Image: Masks by Megan Dunne

Textiles students express their talents in the pandemic by making face masks for the public

Following guidelines set by the government that members of the public are required to wear face coverings in all shops from 24 July, a number of Loughborough students have been keeping busy by making their own.

Student Chloe Matthews – alongside her sister, Tilly – has been making face masks using a variety of patterns and materials since lockdown began.

Based in West Bridgford, the duo has already sold more than 2,000 masks in their local community and across the UK. The masks are handmade, washable cotton with elastic fastenings.

A sponsor from Manchester even bought the sisters a new industrial sewing machine so they could continue to make them.

Chloe said: “I've really enjoyed making face masks as I love helping the community out especially in these hard times, and I really just believe that if you can help others then you should do your bit to support people more vulnerable than yourself.”

Megan Dunne – who also studies Textiles – has made not only pleated face masks, but also masks which can help people who are deaf.

As her placement was cut short due to the pandemic, Megan started making headbands and ear savers for NHS staff and carers for free. From this, she started making pleated face coverings and after gaining some interest on Facebook began to expand the range to include clear sections too after doing some research.

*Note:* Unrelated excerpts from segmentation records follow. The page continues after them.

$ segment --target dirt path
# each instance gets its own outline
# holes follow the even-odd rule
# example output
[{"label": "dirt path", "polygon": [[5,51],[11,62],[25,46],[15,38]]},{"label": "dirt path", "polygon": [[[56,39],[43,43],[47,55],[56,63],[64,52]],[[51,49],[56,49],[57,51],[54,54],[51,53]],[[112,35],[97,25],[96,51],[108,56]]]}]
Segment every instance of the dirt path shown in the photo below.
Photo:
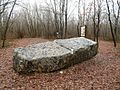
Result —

The masks feature clear panels over the mouth area so people who are hard of hearing can lip read when someone is speaking and see facial expressions, helping them to maintain independence and making their lives significantly easier during the pandemic.  

Speaking about the masks, Megan commented: “There’s been some lovely feedback; I’ve had a message from a deaf lady who struggled to understand those who are wearing a mask and thanked me for making the clear option. I’ve also been told they can help people who have dementia too.

“It’s a difficult time for everybody, so it’s nice to know I’m making items that can have a positive impact at this time.”